DS/1691/V – Senkung der Belegungsdichte von Wohnheimen (zumeist ehemaligen Hotels) und Hostels für Asylsuchende und Wohnungslose

Mündliche Anfrage
Initiator: B’90/Die Grünen, Lenk, Dr. Wolfgang

Ich frage das Bezirksamt:

1. Wie viele Einrichtungen für Asylsuchende und Wohnungslose jenseits der Zuständigkeit
des LAF mit wie vielen Personen aktuell gibt es zurzeit im Bezirk?
2. Durch welchen Kontrollrhythmus sorgt das Bezirksamt dafür, dass es dort nicht zu gesundheitsgefährdenden Zuständen kommt?
3. Wie bewertet das Bezirksamt die Tatsache, dass von den Betreibern dieser Unterkünfte
keinerlei Vertragsverhältnisse gefordert werden, die soziale und gesundheitsbezogene Standards festsetzen?

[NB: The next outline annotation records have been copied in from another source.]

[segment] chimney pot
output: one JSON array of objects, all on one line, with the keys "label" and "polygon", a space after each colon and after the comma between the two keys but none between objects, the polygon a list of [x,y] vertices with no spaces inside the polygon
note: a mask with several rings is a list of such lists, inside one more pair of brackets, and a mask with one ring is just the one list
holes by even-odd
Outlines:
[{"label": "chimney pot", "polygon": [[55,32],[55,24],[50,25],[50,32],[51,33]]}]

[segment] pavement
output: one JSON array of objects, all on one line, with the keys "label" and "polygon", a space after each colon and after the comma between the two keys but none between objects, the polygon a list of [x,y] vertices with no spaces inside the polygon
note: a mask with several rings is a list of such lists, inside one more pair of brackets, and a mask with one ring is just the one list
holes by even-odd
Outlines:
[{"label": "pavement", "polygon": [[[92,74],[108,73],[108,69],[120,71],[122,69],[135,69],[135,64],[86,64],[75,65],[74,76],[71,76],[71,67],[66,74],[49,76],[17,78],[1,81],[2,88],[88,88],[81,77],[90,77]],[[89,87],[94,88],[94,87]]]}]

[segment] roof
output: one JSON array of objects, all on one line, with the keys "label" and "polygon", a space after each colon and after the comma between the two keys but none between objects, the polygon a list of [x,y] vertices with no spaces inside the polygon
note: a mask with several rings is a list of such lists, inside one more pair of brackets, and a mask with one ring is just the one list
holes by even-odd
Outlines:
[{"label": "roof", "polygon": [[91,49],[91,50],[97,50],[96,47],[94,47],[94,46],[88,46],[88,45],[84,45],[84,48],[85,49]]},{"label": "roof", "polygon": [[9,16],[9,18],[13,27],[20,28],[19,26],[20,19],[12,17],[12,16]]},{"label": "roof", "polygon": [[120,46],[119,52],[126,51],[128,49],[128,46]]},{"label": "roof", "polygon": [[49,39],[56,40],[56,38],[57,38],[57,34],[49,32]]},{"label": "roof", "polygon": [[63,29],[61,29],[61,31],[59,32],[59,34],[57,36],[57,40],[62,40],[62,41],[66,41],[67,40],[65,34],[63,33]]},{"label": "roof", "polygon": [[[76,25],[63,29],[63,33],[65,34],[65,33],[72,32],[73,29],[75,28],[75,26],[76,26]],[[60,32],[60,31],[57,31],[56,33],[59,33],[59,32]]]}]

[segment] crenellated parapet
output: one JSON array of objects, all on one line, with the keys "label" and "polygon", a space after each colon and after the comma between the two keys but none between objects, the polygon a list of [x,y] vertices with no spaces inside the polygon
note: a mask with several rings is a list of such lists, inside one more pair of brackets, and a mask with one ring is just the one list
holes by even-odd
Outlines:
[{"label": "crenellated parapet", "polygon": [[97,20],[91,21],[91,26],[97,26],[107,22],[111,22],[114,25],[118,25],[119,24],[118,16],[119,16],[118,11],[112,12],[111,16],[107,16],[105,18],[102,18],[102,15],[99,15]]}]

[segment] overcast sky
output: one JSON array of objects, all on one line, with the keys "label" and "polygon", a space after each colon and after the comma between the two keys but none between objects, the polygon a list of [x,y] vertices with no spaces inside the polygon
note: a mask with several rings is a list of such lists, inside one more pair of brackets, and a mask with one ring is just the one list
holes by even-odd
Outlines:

Bezirksamt Friedrichshain-Kreuzberg von Berlin
Abt. Arbeit, Bürgerdienste, Gesundheit und Soziales
Stellvertretender Bezirksbürgermeister und Bezirksstadtrat

Ihre Anfrage beantworte ich wie folgt:
Zu Frage 1: Wie viele Einrichtungen für Asylsuchende und Wohnungslose jenseits der Zuständigkeit des LAF mit wie vielen Personen aktuell gibt es zurzeit im Bezirk?
Wir haben im Bezirk Friedrichshain-Kreuzberg derzeit 58 gewerbliche Unterkünfte (Wohnheime/ Hostels/ Pensionen) – außerhalb der 3 vorhandenen LAF-Unterkünfte – in denen wir obdachlose Menschen nach dem ASOG unterbringen. Diese Unterkünfte haben unterschiedliche Platzkapazitäten und halten für alle Bezirke insgesamt ca. 1.661 Plätze vor.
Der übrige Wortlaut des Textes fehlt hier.